Castan: «Che voglia di rinascere! Il Torino è come me: cadere e risalire»

Castan: «Che voglia di rinascere! Il Torino è come me: cadere e risalire»

giovedì 8 settembre 2016
TORINO - Ecco Castan, l’uomo della rinascita: dopo l’operazione al cervello, nel 2014, e due anni ai margini della rosa nella Roma per motivi non solo fisici, ecco la vera svolta. Rivela Petrachi: «Lo volevo quando ancora giocava in Brasile, io ero ds al Pisa, ma purtroppo perdemmo lo spareggio per salire in serie A, poco meno di 10 anni fa. Lui e Fernandinho erano due obiettivi miei per il Pisa, all’epoca. Quindi potete immaginare quanto sia contento di averlo qui. E’ arrivato nel posto giusto al momento giusto. Ha lasciato un club importante come la Roma perché ha grande voglia di far bene qui. Mihajlovic può valorizzarlo al massimo. Castan è un ragazzo che ci mette l’anima. Farà crescere il Toro come squadra. Abbiamo anche un accordo con la Roma nel caso in cui ci trovassimo bene, per poterlo riscattare a fine anno. C’è dunque la volontà di prolungare il rapporto. La mia speranza è rivedere con la maglia del Toro il Castan ammirato negli anni scorsi in Italia. Castan cercai di prenderlo dalla Roma quest’estate anche prima che andasse alla Samp, ma il ds loro, Sabatini, ci aveva chiesto la cortesia di attendere... Leandro non sapeva ancora se restare o andare via. Poi si è inserita la Samp... Intanto Maksimovic ci diceva che sarebbe rimasto. Per cui noi temporeggiammo e la Sampdoria lo prese. Poi, quando tutto è di nuovo cambiato a Genova, non appena possibile l’abbiamo preso».

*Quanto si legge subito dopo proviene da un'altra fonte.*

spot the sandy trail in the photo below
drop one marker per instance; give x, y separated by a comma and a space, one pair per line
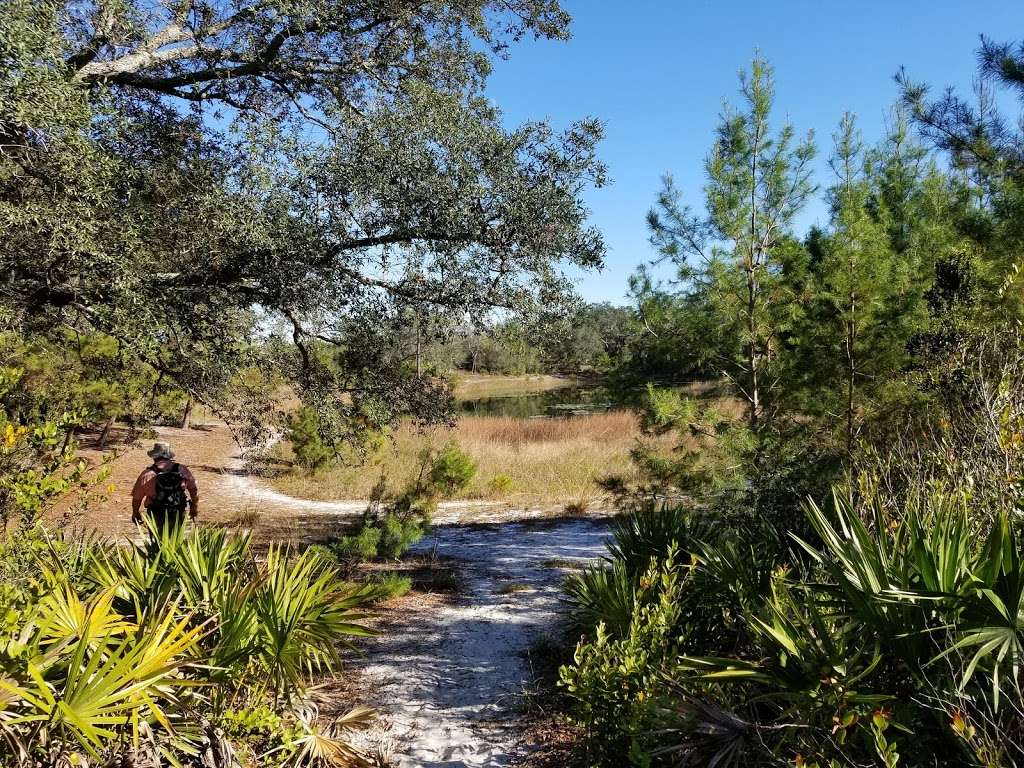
448, 674
228, 493
448, 678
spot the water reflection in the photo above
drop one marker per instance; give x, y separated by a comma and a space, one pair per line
563, 401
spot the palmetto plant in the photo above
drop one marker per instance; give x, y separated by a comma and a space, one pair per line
302, 613
81, 674
155, 637
929, 584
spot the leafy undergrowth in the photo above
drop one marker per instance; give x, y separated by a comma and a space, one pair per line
181, 650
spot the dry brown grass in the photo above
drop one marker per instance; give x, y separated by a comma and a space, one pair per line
547, 461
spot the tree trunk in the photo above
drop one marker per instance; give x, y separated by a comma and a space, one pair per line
104, 434
186, 417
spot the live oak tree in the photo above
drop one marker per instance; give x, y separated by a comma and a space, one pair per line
758, 180
188, 177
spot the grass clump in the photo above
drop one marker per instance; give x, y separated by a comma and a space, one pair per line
542, 462
389, 586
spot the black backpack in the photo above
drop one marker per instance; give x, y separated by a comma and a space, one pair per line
170, 498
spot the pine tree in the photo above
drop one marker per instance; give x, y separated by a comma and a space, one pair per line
758, 180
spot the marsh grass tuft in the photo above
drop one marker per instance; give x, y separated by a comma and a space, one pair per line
519, 461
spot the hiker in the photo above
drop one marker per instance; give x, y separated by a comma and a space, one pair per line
162, 488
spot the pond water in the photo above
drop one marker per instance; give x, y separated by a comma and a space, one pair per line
562, 401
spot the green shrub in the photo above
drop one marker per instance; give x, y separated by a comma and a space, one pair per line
388, 586
650, 530
397, 535
501, 483
452, 470
615, 680
192, 622
601, 595
360, 546
307, 443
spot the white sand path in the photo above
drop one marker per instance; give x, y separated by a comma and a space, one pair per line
448, 680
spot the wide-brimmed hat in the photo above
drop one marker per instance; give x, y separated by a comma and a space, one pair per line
161, 451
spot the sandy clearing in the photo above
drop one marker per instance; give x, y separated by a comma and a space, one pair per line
449, 678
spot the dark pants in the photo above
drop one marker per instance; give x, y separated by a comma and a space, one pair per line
164, 519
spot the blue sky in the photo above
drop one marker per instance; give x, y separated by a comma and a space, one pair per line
656, 71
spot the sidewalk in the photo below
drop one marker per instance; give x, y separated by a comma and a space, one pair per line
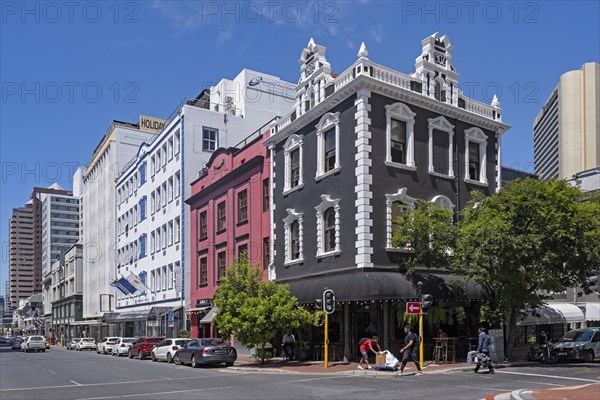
277, 366
589, 391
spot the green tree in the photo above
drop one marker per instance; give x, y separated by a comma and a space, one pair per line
530, 238
253, 310
427, 233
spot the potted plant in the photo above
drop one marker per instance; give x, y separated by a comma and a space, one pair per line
264, 351
306, 352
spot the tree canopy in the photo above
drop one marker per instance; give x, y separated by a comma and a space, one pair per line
427, 233
531, 238
253, 310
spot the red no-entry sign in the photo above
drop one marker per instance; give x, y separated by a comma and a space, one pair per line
413, 307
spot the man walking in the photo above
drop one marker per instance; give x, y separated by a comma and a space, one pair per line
365, 347
409, 351
483, 346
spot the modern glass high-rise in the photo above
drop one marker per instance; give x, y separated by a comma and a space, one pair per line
566, 131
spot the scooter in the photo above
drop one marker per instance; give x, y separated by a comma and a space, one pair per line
543, 353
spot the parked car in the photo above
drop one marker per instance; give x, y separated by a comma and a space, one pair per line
143, 346
579, 344
36, 343
105, 345
121, 346
206, 351
16, 343
165, 350
86, 344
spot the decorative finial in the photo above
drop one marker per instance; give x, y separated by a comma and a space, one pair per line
495, 102
363, 52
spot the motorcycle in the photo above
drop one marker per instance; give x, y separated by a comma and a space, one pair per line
543, 353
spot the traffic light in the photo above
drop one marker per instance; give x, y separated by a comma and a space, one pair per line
426, 301
318, 304
328, 301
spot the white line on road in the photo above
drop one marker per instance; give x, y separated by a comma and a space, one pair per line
548, 376
96, 384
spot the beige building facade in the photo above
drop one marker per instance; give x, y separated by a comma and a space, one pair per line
566, 132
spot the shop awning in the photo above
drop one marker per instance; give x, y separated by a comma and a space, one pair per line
366, 286
197, 310
209, 316
554, 313
91, 322
592, 311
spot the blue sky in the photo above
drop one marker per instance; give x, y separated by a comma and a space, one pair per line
67, 70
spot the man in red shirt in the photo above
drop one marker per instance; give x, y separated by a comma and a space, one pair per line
365, 347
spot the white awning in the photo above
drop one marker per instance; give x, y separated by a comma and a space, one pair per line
592, 311
554, 313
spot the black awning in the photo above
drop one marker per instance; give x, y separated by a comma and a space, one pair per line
380, 285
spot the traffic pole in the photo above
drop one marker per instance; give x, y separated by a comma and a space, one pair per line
326, 346
421, 336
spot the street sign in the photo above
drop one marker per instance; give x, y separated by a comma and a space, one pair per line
171, 319
413, 307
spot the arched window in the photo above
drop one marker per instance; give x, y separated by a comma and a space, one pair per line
329, 237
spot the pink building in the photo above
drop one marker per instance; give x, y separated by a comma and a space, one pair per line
229, 212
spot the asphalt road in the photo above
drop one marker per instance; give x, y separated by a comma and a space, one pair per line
62, 375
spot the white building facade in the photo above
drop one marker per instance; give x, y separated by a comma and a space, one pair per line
152, 218
119, 144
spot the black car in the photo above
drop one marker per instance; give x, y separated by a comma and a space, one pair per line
205, 351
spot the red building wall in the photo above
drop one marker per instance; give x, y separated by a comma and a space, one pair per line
228, 173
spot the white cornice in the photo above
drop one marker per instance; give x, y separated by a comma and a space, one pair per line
385, 89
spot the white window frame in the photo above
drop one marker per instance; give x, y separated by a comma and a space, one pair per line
292, 143
441, 124
402, 197
326, 203
287, 223
476, 135
177, 184
400, 112
443, 202
177, 142
170, 188
177, 228
215, 141
327, 122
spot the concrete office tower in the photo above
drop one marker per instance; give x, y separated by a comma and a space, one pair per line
566, 132
119, 144
25, 246
60, 226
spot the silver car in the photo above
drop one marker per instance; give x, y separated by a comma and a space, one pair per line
121, 346
165, 350
86, 344
32, 343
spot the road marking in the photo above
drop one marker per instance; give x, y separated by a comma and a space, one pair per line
96, 384
547, 376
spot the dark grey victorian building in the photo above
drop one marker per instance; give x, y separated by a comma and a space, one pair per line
356, 146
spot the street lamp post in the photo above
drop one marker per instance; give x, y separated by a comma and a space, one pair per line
419, 290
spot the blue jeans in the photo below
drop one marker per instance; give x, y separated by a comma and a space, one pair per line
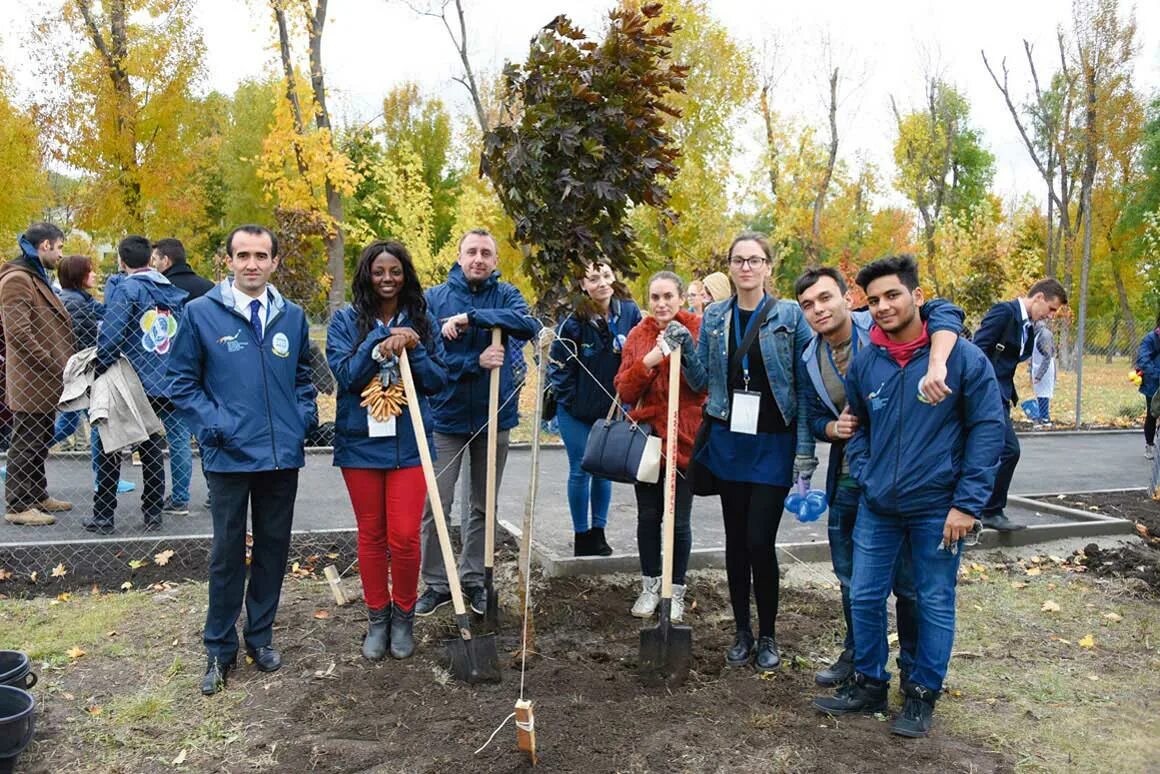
67, 421
877, 543
181, 454
842, 516
582, 487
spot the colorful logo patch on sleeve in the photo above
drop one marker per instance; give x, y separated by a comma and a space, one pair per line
159, 326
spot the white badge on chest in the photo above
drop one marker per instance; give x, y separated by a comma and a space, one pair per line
746, 409
376, 428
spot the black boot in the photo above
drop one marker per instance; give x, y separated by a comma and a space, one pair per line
838, 672
403, 642
741, 650
918, 713
860, 694
378, 633
600, 545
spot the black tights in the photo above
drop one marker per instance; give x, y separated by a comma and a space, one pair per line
752, 514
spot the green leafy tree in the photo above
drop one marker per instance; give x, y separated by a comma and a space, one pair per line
584, 142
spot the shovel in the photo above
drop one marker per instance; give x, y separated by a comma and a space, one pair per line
492, 610
473, 659
666, 651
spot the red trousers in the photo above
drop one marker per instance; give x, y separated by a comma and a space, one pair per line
389, 508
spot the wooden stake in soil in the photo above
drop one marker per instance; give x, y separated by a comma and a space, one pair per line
526, 728
335, 581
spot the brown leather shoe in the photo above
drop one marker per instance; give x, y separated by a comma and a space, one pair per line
29, 518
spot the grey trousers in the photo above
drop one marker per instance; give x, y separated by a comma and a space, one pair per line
472, 530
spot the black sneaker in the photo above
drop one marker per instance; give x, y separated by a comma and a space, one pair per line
430, 600
477, 599
918, 713
838, 672
860, 694
172, 508
741, 650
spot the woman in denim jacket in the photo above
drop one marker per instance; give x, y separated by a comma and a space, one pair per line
759, 439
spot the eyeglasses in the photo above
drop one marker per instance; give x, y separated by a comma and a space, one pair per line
751, 262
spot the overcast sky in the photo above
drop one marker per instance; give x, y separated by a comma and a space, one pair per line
884, 46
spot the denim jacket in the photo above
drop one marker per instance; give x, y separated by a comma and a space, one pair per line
783, 337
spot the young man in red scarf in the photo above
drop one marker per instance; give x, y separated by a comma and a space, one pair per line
926, 471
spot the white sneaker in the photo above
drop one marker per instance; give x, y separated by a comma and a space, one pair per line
676, 612
650, 598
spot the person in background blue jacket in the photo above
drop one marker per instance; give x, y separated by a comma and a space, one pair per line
926, 470
1147, 366
240, 375
142, 315
1006, 337
839, 334
759, 440
468, 306
379, 458
585, 360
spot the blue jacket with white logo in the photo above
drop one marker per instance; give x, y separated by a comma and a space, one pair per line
461, 406
143, 313
249, 402
912, 457
586, 357
940, 316
354, 368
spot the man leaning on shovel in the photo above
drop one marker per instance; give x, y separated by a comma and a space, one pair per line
469, 305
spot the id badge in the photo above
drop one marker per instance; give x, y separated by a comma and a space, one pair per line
376, 428
746, 409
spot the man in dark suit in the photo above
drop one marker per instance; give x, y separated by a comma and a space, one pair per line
1007, 338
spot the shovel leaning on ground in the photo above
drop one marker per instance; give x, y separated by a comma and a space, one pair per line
666, 651
473, 659
492, 609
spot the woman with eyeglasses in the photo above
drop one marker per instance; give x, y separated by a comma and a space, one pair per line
585, 359
758, 440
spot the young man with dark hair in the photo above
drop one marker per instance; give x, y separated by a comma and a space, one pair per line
839, 334
471, 303
241, 377
38, 340
169, 259
1007, 338
143, 312
926, 470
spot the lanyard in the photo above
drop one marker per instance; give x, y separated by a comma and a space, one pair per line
739, 335
854, 351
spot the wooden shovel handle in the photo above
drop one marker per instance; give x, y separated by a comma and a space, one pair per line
425, 456
493, 420
674, 397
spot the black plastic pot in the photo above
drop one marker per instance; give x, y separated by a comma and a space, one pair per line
16, 670
17, 721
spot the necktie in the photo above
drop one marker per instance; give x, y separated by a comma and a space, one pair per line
255, 318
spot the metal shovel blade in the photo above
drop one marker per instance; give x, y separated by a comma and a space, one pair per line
666, 651
472, 659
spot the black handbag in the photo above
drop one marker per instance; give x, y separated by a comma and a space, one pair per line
702, 480
622, 450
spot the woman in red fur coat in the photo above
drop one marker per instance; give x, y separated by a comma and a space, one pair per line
643, 382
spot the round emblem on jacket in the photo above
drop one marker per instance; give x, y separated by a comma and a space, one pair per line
281, 345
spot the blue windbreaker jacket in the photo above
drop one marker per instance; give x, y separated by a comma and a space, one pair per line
143, 313
912, 457
461, 406
249, 402
353, 366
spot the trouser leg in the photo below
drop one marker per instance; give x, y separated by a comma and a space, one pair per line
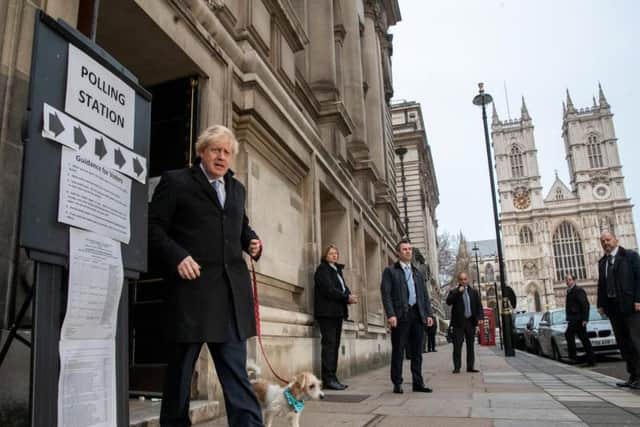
174, 411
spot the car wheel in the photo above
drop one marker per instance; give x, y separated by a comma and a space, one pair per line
556, 353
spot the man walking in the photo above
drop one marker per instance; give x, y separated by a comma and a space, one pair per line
466, 312
619, 299
577, 315
407, 306
198, 229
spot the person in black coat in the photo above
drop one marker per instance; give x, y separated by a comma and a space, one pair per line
619, 299
408, 308
466, 312
577, 315
198, 230
331, 300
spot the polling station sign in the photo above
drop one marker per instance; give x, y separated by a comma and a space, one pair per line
97, 97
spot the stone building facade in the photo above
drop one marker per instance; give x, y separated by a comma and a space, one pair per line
421, 188
306, 86
548, 235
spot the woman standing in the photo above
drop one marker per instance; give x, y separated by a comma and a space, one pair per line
332, 296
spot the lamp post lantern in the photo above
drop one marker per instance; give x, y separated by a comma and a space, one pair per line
482, 99
401, 151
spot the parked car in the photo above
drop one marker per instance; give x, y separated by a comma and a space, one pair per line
531, 333
553, 325
520, 322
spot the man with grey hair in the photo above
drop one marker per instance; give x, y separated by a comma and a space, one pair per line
198, 230
619, 299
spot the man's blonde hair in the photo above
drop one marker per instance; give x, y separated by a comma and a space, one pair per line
214, 134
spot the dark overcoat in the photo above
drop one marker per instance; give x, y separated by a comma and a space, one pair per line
455, 300
395, 295
329, 298
626, 268
186, 218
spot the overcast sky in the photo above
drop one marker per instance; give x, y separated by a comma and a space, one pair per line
442, 49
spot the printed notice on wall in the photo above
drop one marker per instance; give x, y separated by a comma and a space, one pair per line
95, 283
94, 197
87, 383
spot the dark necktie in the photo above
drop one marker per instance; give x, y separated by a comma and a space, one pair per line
611, 280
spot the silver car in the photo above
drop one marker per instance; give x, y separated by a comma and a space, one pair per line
552, 342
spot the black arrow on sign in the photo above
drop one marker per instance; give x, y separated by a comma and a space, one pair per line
137, 166
119, 158
100, 149
78, 137
55, 125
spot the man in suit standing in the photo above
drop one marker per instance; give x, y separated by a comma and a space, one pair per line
577, 315
619, 299
466, 312
408, 308
198, 230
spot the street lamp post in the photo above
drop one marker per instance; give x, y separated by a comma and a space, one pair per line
482, 100
401, 151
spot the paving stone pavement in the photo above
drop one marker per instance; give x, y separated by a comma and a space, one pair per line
523, 391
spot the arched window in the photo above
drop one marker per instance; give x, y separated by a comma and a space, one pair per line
594, 151
526, 236
488, 273
515, 157
567, 252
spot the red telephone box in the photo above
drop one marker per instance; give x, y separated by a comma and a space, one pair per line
488, 328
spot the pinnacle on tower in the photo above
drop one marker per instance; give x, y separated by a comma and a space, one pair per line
570, 108
524, 113
602, 98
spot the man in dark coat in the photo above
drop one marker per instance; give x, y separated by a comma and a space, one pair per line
407, 305
198, 230
577, 315
466, 312
331, 299
619, 299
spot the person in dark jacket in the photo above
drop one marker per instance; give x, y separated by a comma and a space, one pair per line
466, 312
331, 300
619, 299
198, 230
408, 308
577, 315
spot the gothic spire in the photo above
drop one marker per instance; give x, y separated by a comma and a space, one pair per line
602, 98
524, 113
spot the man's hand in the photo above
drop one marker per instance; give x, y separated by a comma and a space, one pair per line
254, 247
392, 321
188, 269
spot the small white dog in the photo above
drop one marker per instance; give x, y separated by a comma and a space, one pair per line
285, 401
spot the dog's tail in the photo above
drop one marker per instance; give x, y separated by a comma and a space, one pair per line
253, 370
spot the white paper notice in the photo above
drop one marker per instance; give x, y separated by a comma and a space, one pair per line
95, 283
94, 197
87, 384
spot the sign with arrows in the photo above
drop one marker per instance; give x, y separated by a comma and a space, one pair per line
66, 130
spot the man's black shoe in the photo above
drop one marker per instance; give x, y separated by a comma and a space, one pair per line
421, 388
333, 385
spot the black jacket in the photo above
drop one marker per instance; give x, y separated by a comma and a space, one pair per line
395, 296
185, 218
577, 305
454, 299
329, 298
626, 268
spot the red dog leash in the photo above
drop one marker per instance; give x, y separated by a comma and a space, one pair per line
256, 309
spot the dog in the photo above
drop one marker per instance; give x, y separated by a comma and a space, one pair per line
285, 401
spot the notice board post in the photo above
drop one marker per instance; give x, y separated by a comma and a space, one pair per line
88, 124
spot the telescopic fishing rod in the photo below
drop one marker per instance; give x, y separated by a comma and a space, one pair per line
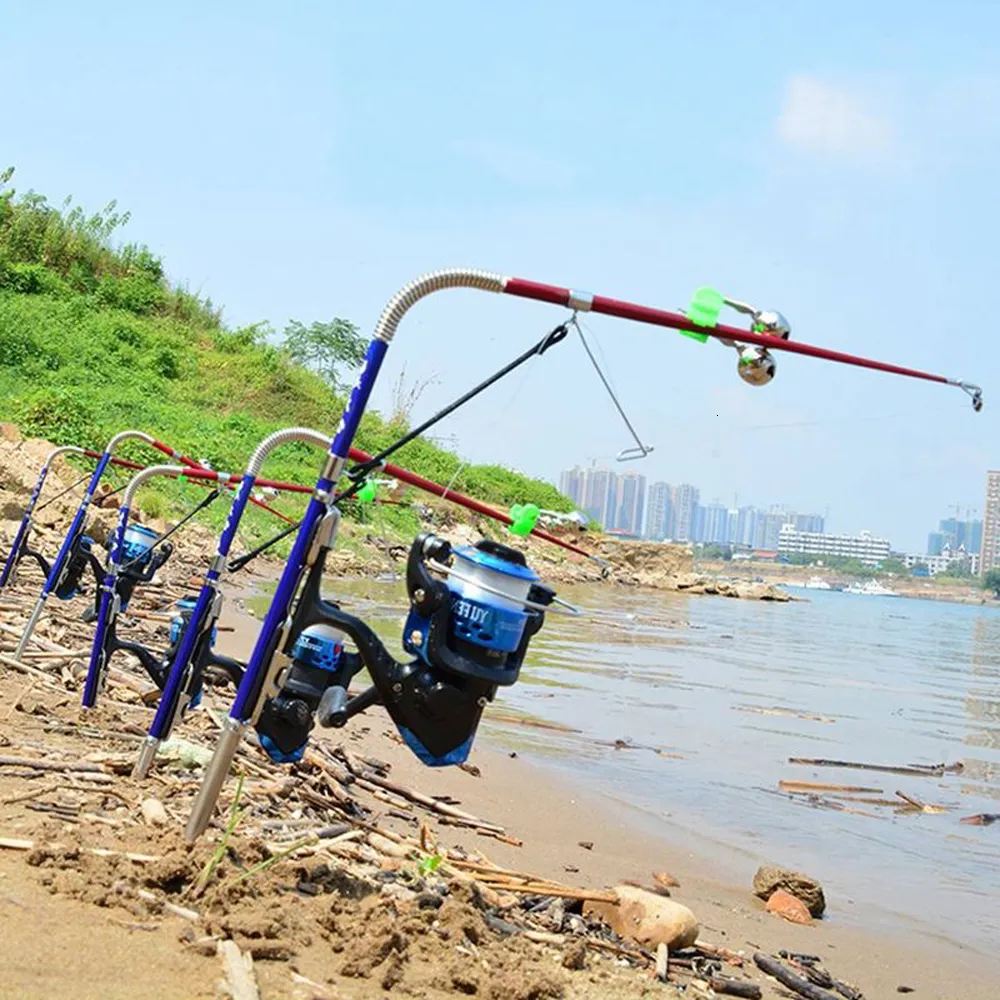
190, 658
472, 611
20, 542
131, 560
75, 555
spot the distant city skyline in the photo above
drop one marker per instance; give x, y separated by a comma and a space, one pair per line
623, 502
681, 516
990, 555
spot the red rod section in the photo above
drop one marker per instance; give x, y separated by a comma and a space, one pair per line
660, 317
199, 473
429, 486
192, 464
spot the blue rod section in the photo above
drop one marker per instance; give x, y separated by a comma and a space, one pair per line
172, 690
249, 689
75, 527
95, 668
22, 531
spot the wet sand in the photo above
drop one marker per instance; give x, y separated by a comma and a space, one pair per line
552, 815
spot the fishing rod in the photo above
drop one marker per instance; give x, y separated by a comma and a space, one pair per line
131, 560
21, 538
436, 700
290, 487
75, 555
434, 489
190, 659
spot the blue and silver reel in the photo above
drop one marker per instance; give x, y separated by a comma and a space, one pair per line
473, 612
316, 659
185, 607
137, 545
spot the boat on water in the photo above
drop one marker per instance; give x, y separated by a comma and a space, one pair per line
870, 588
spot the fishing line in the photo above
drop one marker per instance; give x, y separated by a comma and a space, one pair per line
553, 337
62, 493
360, 471
641, 450
846, 420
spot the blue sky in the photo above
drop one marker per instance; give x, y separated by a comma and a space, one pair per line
837, 162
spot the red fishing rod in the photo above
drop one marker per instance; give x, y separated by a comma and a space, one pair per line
191, 464
470, 503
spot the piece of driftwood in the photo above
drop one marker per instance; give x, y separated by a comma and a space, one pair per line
241, 980
17, 844
820, 786
922, 770
980, 819
53, 765
662, 962
788, 978
735, 988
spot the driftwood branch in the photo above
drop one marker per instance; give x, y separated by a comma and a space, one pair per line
922, 770
788, 978
241, 980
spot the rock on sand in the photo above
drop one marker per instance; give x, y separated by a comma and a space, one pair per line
647, 918
768, 879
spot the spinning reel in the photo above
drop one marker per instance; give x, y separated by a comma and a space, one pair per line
140, 567
473, 612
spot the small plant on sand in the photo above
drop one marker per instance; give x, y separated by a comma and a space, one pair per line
235, 817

RINASCITA - Ecco Castan, ora: “Ho tanta voglia di rinascere nel calcio dopo due anni in cui avevo giocato pochissimo. Anch’io penso che questo sia il momento giusto per me. Penso che tornerò a essere quello di prima. Il Toro è sofferenza, è cadere e risalire, rinascere. Come me. Ecco perché dico che questo è il posto giusto per me. Le prime impressioni sono state bellissime. Ho fatto bene all’esordio, posso migliorare ancora. Vedo che i tifosi amano per davvero questa maglia. Io sto bene, i medici dicono da tanto tempo che non ho più problemi. E’ chiaro che avevo perso un po’ di reattività, non giocando. Ma pian piano, tornando a giocare, ritrovi tutto. Penso che sarà l’anno della mia rinascita. Perché sono stato solo un mese alla Samp quest’estate? Mi voleva Montella, poi è cambiato l’allenatore... Grazie a Dio ho poi preso il treno giusto. E sono venuto qua. Con Mihajlovic ho parlato prima che arrivassi, gli ho detto che dovevo solo trovare la continuità. Mi sta aiutando tantissimo, con tanta pazienza. Mi ha fatto giocare subito. Con lui posso imparare e fare ancora meglio. Ha fatto benissimo, sempre. La grande vittoria sarà quando farò una conferenza stampa e nessuno mi chiederà più come sto. Penso anche alla Nazionale, sono sicuro che posso riconquistarla, facendo bene nel Toro. Non ho mai pensato che il Toro possa essere una squadra di passaggio. Io penso solo a far bene, ora, e non al contratto futuro, tra un anno. Ho appena iniziato. Voglio fare benissimo qui. Poi a fine anno vedremo. La sfida con Benatia? Eravamo assieme a Roma... Abbiamo un bel rapporto, ma da quando sono qui gli ho detto, ridendo: non possiamo più parlarci ora che sono al Toro e tu alla Juve... Spero di vincere il derby e scherzare con lui dopo la partita”. Hart? “Ricordo che parò un rigore contro il Brasile con l’Inghilterra, una volta. Io ero in panchina. Pensai: è fortissimo questo Hart. Sono contento ora di ritrovarlo qui. Dobbiamo crescere come gruppo, comunque. Col gruppo si vince, non solo con le individualità”.